It turns out that nobody knows how to use XHTML
The Surfin’ Safari blog has a post by maciej pointing out that most people use XHTML wrong, including (in particular) almost everyone that displays the “Valid XHTML 1.0″ logo on their websites.
So what really determines if a document is HTML or XHTML? The one and only thing that controls whether a document is HTML or XHTML is the MIME type. If the document is served with a text/html MIME type, it is treated as HTML. If it is served as application/xhtml+xml or text/xml, it gets treated as XHTML. In particular, none of the following things will cause your document to be treated as XHTML:
- Using an XHTML doctype declaration
- Putting an XML declaration at the top
- Using XHTML-specific syntax like self-closing tags
- Validating it as XHTML
In fact, the vast majority of supposedly XHTML documents on the internet are served as text/html. Which means they are not XHTML at all, but actually invalid HTML that’s getting by on the error handling of HTML parsers.
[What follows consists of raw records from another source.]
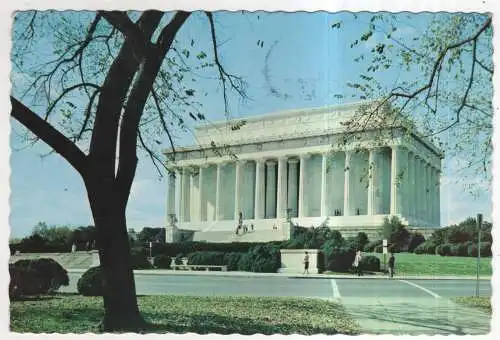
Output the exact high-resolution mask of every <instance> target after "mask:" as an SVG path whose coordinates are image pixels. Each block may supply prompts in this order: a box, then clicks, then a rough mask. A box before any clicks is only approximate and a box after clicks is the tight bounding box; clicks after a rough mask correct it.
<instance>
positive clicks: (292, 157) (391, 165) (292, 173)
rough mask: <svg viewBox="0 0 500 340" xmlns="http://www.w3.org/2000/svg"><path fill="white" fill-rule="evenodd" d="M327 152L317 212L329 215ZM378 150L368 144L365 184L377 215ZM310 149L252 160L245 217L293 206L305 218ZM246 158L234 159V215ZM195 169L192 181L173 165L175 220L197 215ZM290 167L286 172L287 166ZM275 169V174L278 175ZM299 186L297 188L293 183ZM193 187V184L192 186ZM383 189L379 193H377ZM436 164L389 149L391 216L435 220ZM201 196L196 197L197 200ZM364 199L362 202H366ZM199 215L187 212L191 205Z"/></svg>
mask: <svg viewBox="0 0 500 340" xmlns="http://www.w3.org/2000/svg"><path fill="white" fill-rule="evenodd" d="M330 155H331V153H323V154H322V162H321V188H320V190H321V191H320V192H321V194H320V197H321V198H320V215H321V216H327V215H329V214H331V212H329V211H328V191H327V185H326V183H327V166H328V157H329V156H330ZM381 156H382V152H381V149H371V150H369V155H368V188H367V196H368V197H367V215H376V214H380V213H384V212H381V211H380V210H381V209H380V200H381V198H380V196H381V195H383V193H384V191H383V190H381V189H382V188H381V187H380V186H383V181H382V180H381V178H382V176H383V175H384V171H383V167H382V166H381V165H380V164H381ZM351 157H352V152H349V151H347V152H345V161H344V193H343V196H344V199H343V211H342V215H343V216H349V215H351V214H352V211H351V210H352V209H351V207H350V203H351V201H352V200H351V197H350V195H351V190H352V180H351V178H350V176H351V169H350V166H351ZM309 158H310V155H309V154H303V155H300V156H299V157H298V158H295V157H292V158H284V157H283V158H278V159H277V160H275V159H268V160H264V159H258V160H256V161H255V176H254V179H255V180H254V185H255V188H254V195H253V196H254V200H253V202H252V203H253V204H252V205H253V206H252V207H249V208H251V210H252V211H253V216H244V218H245V219H249V218H250V219H252V218H253V219H263V218H267V219H268V218H284V217H285V216H286V211H287V209H292V211H297V214H296V215H295V216H298V217H307V213H306V211H307V210H308V209H307V208H308V207H307V203H308V200H307V194H308V192H307V191H308V190H314V189H313V188H308V187H307V178H308V177H309V176H311V175H314V174H308V173H307V166H306V164H307V162H308V159H309ZM245 162H246V161H236V162H235V176H234V178H235V182H234V219H238V215H239V213H240V211H241V210H242V206H241V204H242V202H241V198H242V194H248V193H243V192H242V172H243V167H244V164H245ZM224 166H226V164H223V163H217V164H216V177H215V182H216V187H215V190H216V192H215V220H220V219H222V214H221V206H222V203H221V195H222V194H223V190H224V191H225V188H222V183H223V181H222V175H223V174H222V168H223V167H224ZM205 169H206V167H203V166H202V167H199V168H198V178H197V180H198V185H197V186H196V185H195V176H194V175H193V174H192V173H190V172H189V171H182V172H181V171H179V170H177V176H180V206H179V219H180V221H181V222H185V221H189V220H191V221H193V220H201V219H202V218H201V215H202V188H203V184H204V170H205ZM287 170H288V171H287ZM276 171H277V174H276ZM297 185H298V188H297ZM196 187H197V188H196ZM175 190H176V185H175V175H174V174H173V173H171V175H170V179H169V193H168V200H169V208H168V209H169V210H168V213H169V214H175V210H176V207H175V201H176V199H175V196H176V194H175ZM381 192H382V194H381ZM439 194H440V193H439V169H437V168H435V167H433V166H432V165H431V164H429V163H427V162H426V161H425V160H423V158H422V157H419V156H418V155H417V154H415V153H413V152H409V151H408V150H407V149H405V148H403V147H401V146H394V147H392V150H391V164H390V208H389V211H388V212H386V213H389V214H391V215H401V216H403V217H405V218H407V219H408V220H411V222H412V223H413V224H419V225H426V224H429V225H433V226H436V225H439ZM196 201H199V202H196ZM365 202H366V201H365ZM192 204H194V205H195V207H196V208H195V209H194V211H196V212H197V214H198V216H188V215H190V213H191V211H192V209H191V205H192Z"/></svg>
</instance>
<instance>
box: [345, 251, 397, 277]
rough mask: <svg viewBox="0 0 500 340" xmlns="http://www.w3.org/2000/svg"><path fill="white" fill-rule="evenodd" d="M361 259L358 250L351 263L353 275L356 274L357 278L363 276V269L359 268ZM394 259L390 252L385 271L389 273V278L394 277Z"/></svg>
mask: <svg viewBox="0 0 500 340" xmlns="http://www.w3.org/2000/svg"><path fill="white" fill-rule="evenodd" d="M362 259H363V255H362V254H361V250H358V251H357V252H356V255H355V256H354V262H353V263H352V266H353V268H354V273H356V274H358V276H361V275H363V269H362V267H361V260H362ZM395 262H396V259H395V258H394V254H393V253H392V252H391V253H389V261H388V263H387V269H388V272H389V277H391V278H392V277H394V265H395Z"/></svg>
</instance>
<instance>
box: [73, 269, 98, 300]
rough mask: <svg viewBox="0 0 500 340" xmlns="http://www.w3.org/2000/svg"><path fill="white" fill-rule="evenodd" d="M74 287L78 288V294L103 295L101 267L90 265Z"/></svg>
mask: <svg viewBox="0 0 500 340" xmlns="http://www.w3.org/2000/svg"><path fill="white" fill-rule="evenodd" d="M76 287H77V289H78V294H81V295H84V296H103V294H104V275H103V269H102V267H101V266H98V267H92V268H90V269H89V270H87V271H86V272H85V273H83V275H82V277H80V279H79V280H78V283H77V284H76Z"/></svg>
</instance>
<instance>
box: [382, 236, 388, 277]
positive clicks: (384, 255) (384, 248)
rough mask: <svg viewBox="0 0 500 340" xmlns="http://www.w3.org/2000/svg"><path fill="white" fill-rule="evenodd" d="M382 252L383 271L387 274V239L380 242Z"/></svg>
mask: <svg viewBox="0 0 500 340" xmlns="http://www.w3.org/2000/svg"><path fill="white" fill-rule="evenodd" d="M382 252H383V253H384V271H385V272H387V265H386V261H385V260H386V256H387V239H384V240H382Z"/></svg>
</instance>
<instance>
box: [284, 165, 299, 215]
mask: <svg viewBox="0 0 500 340" xmlns="http://www.w3.org/2000/svg"><path fill="white" fill-rule="evenodd" d="M298 163H299V161H298V159H296V158H289V159H288V192H287V200H288V202H287V208H288V209H291V210H292V211H291V213H290V216H291V217H297V216H298V202H297V200H298V187H297V180H298V177H297V165H298Z"/></svg>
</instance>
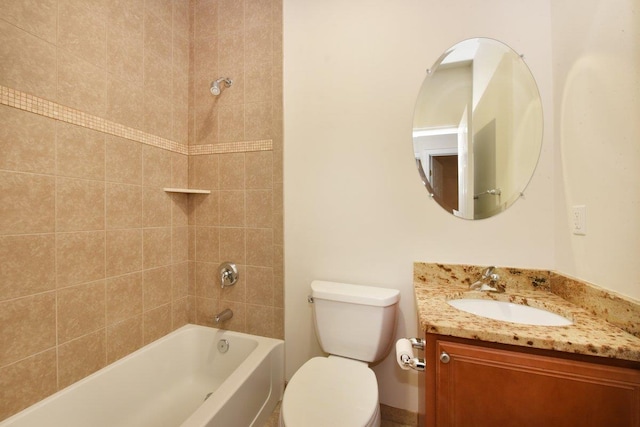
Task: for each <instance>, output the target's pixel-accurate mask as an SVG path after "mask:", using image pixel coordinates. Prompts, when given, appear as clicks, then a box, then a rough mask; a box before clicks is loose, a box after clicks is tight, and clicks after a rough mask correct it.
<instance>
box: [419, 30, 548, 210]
mask: <svg viewBox="0 0 640 427" xmlns="http://www.w3.org/2000/svg"><path fill="white" fill-rule="evenodd" d="M542 121H543V120H542V102H541V100H540V94H539V93H538V87H537V86H536V82H535V80H534V79H533V76H532V75H531V72H530V71H529V68H528V67H527V65H526V64H525V63H524V61H523V59H522V58H521V57H520V55H518V54H517V53H516V52H514V51H513V50H512V49H511V48H510V47H508V46H507V45H505V44H503V43H501V42H499V41H497V40H493V39H486V38H475V39H469V40H465V41H463V42H460V43H458V44H456V45H455V46H453V47H452V48H451V49H449V50H447V51H446V52H445V53H444V54H443V55H442V56H441V57H440V58H439V59H438V60H437V61H436V63H435V64H434V65H433V67H432V68H431V69H430V70H428V71H427V76H426V78H425V79H424V82H423V83H422V87H421V88H420V93H419V94H418V100H417V101H416V107H415V111H414V116H413V149H414V153H415V159H416V164H417V166H418V171H419V172H420V176H421V177H422V181H423V183H424V185H425V186H426V187H427V190H429V193H430V195H431V197H432V198H433V199H434V200H435V201H436V202H438V204H439V205H440V206H442V207H443V208H444V209H446V210H447V211H448V212H451V213H452V214H454V215H456V216H458V217H461V218H466V219H481V218H488V217H491V216H493V215H495V214H497V213H499V212H502V211H503V210H505V209H506V208H508V207H509V206H511V205H512V204H513V203H514V202H515V201H516V200H517V199H518V197H520V195H521V194H522V192H523V191H524V189H525V187H526V186H527V184H528V183H529V180H530V179H531V176H532V175H533V171H534V170H535V168H536V164H537V163H538V157H539V156H540V148H541V146H542V127H543V125H542Z"/></svg>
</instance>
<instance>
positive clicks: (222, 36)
mask: <svg viewBox="0 0 640 427" xmlns="http://www.w3.org/2000/svg"><path fill="white" fill-rule="evenodd" d="M194 5H195V14H194V16H195V22H194V25H193V27H192V28H193V41H194V42H193V44H192V48H193V51H192V52H191V58H192V61H191V71H192V76H193V79H192V80H191V83H192V86H191V87H190V96H189V102H190V105H189V112H190V114H191V116H190V122H189V143H190V149H192V148H193V147H194V146H195V147H202V146H209V145H212V146H213V147H216V146H220V145H222V144H226V143H229V142H232V141H256V140H258V141H268V142H270V143H271V145H272V147H273V149H272V150H267V151H254V152H243V153H226V154H211V155H196V156H190V158H189V183H190V185H191V186H192V187H194V188H206V189H211V190H212V193H211V194H210V195H206V196H205V195H196V196H190V202H191V205H190V208H191V211H190V216H189V225H190V229H189V230H190V240H189V241H190V252H189V261H190V271H191V272H192V274H191V276H190V277H192V278H193V279H194V280H192V281H191V282H190V291H189V294H190V295H195V306H192V307H191V308H192V310H191V311H190V317H189V319H190V320H191V321H192V322H194V323H200V324H205V325H211V324H212V321H213V316H214V315H215V313H216V312H219V311H222V310H224V309H225V308H231V309H232V310H233V312H234V316H233V318H232V319H231V320H230V321H228V322H226V324H225V325H224V327H225V328H228V329H232V330H237V331H241V332H248V333H251V334H256V335H264V336H269V337H276V338H284V295H283V289H284V286H283V277H284V274H283V232H282V227H283V226H282V224H283V215H282V205H283V201H282V2H281V0H247V1H236V0H222V1H216V0H196V1H195V2H194ZM218 77H229V78H231V79H232V80H233V85H232V86H231V87H230V88H226V89H223V92H222V94H221V95H220V96H217V97H214V96H212V95H211V94H210V92H209V87H210V83H211V81H212V80H215V79H216V78H218ZM223 261H231V262H235V263H236V264H237V265H238V268H239V272H240V280H239V283H238V284H236V285H234V286H233V287H231V288H227V289H224V290H222V289H221V288H220V286H219V285H218V284H217V283H216V285H215V286H212V283H211V281H212V278H217V277H219V275H218V265H219V264H220V263H221V262H223ZM216 280H217V279H216Z"/></svg>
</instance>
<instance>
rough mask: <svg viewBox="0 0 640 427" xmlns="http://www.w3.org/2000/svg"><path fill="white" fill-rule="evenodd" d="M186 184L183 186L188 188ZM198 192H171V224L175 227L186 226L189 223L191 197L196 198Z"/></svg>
mask: <svg viewBox="0 0 640 427" xmlns="http://www.w3.org/2000/svg"><path fill="white" fill-rule="evenodd" d="M187 187H188V186H187V185H185V186H184V187H181V188H187ZM196 196H197V195H196V194H189V195H187V194H180V193H173V194H170V197H171V225H172V226H173V227H186V226H188V225H189V199H191V198H195V197H196Z"/></svg>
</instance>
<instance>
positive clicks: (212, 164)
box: [189, 155, 219, 190]
mask: <svg viewBox="0 0 640 427" xmlns="http://www.w3.org/2000/svg"><path fill="white" fill-rule="evenodd" d="M218 168H219V165H218V156H215V155H204V156H192V157H190V158H189V185H190V186H191V188H201V189H206V190H217V189H218V188H219V181H218Z"/></svg>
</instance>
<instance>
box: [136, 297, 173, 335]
mask: <svg viewBox="0 0 640 427" xmlns="http://www.w3.org/2000/svg"><path fill="white" fill-rule="evenodd" d="M169 332H171V304H165V305H163V306H161V307H158V308H156V309H153V310H151V311H147V312H145V313H144V315H143V339H144V343H145V344H148V343H150V342H152V341H155V340H157V339H158V338H161V337H163V336H164V335H166V334H168V333H169Z"/></svg>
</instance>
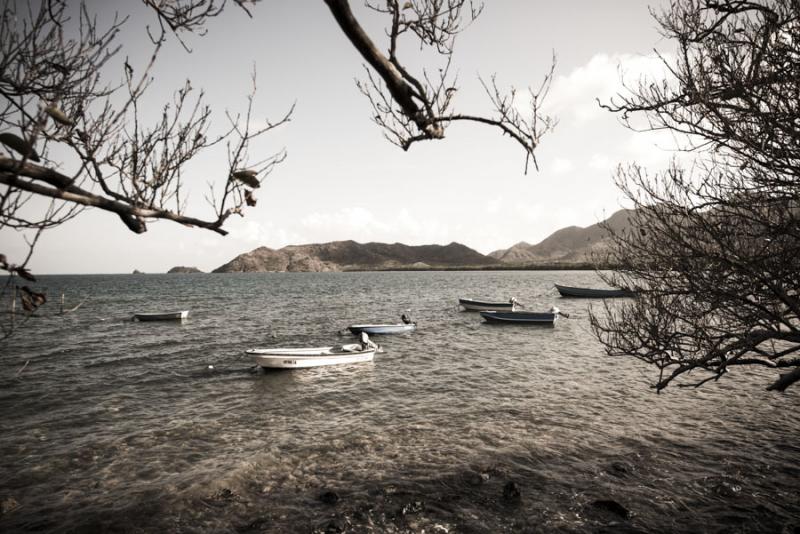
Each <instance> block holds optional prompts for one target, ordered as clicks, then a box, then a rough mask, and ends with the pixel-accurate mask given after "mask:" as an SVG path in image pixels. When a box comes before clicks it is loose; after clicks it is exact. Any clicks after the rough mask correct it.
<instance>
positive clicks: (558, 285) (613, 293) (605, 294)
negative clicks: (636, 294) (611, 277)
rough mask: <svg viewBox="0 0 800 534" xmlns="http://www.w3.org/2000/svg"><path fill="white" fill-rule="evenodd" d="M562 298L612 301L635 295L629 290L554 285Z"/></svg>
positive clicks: (561, 285) (631, 296)
mask: <svg viewBox="0 0 800 534" xmlns="http://www.w3.org/2000/svg"><path fill="white" fill-rule="evenodd" d="M554 285H555V286H556V289H558V292H559V293H561V296H562V297H571V298H581V299H613V298H622V297H635V296H636V293H635V292H633V291H631V290H630V289H592V288H588V287H570V286H562V285H559V284H554Z"/></svg>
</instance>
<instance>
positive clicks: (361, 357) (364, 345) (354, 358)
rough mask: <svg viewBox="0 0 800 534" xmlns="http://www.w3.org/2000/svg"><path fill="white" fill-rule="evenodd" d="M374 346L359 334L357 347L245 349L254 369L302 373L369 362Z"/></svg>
mask: <svg viewBox="0 0 800 534" xmlns="http://www.w3.org/2000/svg"><path fill="white" fill-rule="evenodd" d="M378 348H379V347H378V345H376V344H375V343H373V342H372V341H370V340H369V336H367V334H364V333H362V334H361V343H350V344H347V345H338V346H332V347H309V348H274V349H249V350H246V351H245V354H247V355H248V356H251V357H252V358H253V361H254V363H255V364H256V365H259V366H261V367H266V368H270V369H302V368H307V367H321V366H323V365H341V364H349V363H361V362H369V361H372V360H373V358H374V357H375V352H376V351H377V350H378Z"/></svg>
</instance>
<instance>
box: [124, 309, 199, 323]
mask: <svg viewBox="0 0 800 534" xmlns="http://www.w3.org/2000/svg"><path fill="white" fill-rule="evenodd" d="M187 317H189V310H183V311H179V312H168V313H134V314H133V318H134V319H136V320H137V321H183V320H184V319H186V318H187Z"/></svg>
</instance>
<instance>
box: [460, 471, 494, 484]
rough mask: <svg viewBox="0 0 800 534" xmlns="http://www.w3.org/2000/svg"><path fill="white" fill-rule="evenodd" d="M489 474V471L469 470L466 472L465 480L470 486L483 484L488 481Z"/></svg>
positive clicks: (488, 477)
mask: <svg viewBox="0 0 800 534" xmlns="http://www.w3.org/2000/svg"><path fill="white" fill-rule="evenodd" d="M488 480H489V475H488V474H487V473H477V472H475V471H467V472H466V473H464V482H466V483H467V484H468V485H470V486H482V485H483V484H484V483H485V482H488Z"/></svg>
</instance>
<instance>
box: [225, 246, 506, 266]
mask: <svg viewBox="0 0 800 534" xmlns="http://www.w3.org/2000/svg"><path fill="white" fill-rule="evenodd" d="M496 264H497V261H496V260H494V259H493V258H490V257H488V256H484V255H483V254H481V253H480V252H477V251H475V250H472V249H471V248H469V247H466V246H464V245H461V244H459V243H450V244H449V245H444V246H443V245H421V246H410V245H403V244H402V243H394V244H387V243H365V244H362V243H356V242H355V241H334V242H332V243H322V244H310V245H290V246H287V247H283V248H281V249H278V250H275V249H271V248H268V247H260V248H257V249H255V250H252V251H250V252H247V253H245V254H240V255H239V256H237V257H235V258H234V259H233V260H231V261H229V262H228V263H226V264H225V265H222V266H220V267H218V268H216V269H214V271H213V272H215V273H231V272H270V271H289V272H309V271H310V272H324V271H363V270H389V269H403V268H411V269H427V268H433V269H436V268H454V267H488V266H492V265H496Z"/></svg>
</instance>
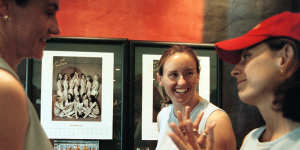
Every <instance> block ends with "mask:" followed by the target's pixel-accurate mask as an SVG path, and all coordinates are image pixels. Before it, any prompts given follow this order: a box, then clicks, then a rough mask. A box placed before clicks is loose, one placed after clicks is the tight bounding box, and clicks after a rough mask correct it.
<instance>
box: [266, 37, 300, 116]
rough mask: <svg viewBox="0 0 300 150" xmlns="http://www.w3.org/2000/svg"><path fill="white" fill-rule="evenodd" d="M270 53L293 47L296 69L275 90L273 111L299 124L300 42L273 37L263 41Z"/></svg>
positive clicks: (293, 58) (299, 114)
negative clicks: (290, 45)
mask: <svg viewBox="0 0 300 150" xmlns="http://www.w3.org/2000/svg"><path fill="white" fill-rule="evenodd" d="M264 42H265V43H266V44H267V45H268V46H269V47H270V49H271V50H272V51H278V50H280V49H282V48H283V47H284V46H285V45H286V44H289V45H291V46H292V47H293V51H294V57H293V61H294V64H295V65H297V69H296V70H295V71H294V73H293V74H292V76H291V77H289V78H288V79H286V80H285V81H284V82H283V83H282V84H281V85H279V87H278V88H277V89H276V90H275V100H274V101H273V109H274V110H275V111H281V112H282V114H283V117H285V118H288V119H290V120H293V121H296V122H300V111H299V110H298V109H299V107H300V101H299V99H300V94H299V91H300V69H299V67H298V66H299V64H300V52H299V50H300V42H299V41H297V40H294V39H291V38H287V37H274V38H270V39H267V40H265V41H264Z"/></svg>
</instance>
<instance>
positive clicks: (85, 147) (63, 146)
mask: <svg viewBox="0 0 300 150" xmlns="http://www.w3.org/2000/svg"><path fill="white" fill-rule="evenodd" d="M54 150H99V141H96V140H54Z"/></svg>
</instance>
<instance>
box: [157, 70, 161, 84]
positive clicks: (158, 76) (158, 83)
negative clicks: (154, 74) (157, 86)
mask: <svg viewBox="0 0 300 150" xmlns="http://www.w3.org/2000/svg"><path fill="white" fill-rule="evenodd" d="M161 78H162V76H160V75H159V73H158V72H157V73H156V81H157V82H158V84H159V86H162V81H161Z"/></svg>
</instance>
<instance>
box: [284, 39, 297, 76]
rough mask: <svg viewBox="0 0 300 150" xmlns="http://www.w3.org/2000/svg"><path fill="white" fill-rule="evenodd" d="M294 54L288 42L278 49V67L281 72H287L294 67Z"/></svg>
mask: <svg viewBox="0 0 300 150" xmlns="http://www.w3.org/2000/svg"><path fill="white" fill-rule="evenodd" d="M294 55H295V54H294V48H293V47H292V46H291V45H290V44H286V45H285V46H284V47H283V48H282V49H281V50H280V57H281V58H280V67H281V69H282V71H283V72H285V73H289V72H291V69H293V68H294V67H295V64H294V63H293V58H294Z"/></svg>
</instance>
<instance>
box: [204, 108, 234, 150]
mask: <svg viewBox="0 0 300 150" xmlns="http://www.w3.org/2000/svg"><path fill="white" fill-rule="evenodd" d="M212 122H215V123H216V127H215V128H214V134H215V140H214V142H215V143H214V149H215V150H234V149H236V139H235V135H234V132H233V129H232V125H231V121H230V118H229V117H228V115H227V114H226V113H225V112H224V111H219V110H217V111H215V112H213V113H212V114H211V115H210V116H209V118H208V120H207V123H206V124H211V123H212Z"/></svg>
The article concludes by recommending, essentially, that you write HTML 4.01 code and serve it up as text/html. Controversial advice, given what the Web Standards crowd has been saying about XHTML for a while. In light of the above, XHTML seems worse than useless (for the next decade anyway) - it’s actually causing the very compatibility problems that the WaSP people are trying to prevent. I’m curious to know what people like Molly Holzschlag have to say about this.
The article is worth a read. Don’t give up on it because of it’s very introductory-level first paragraph.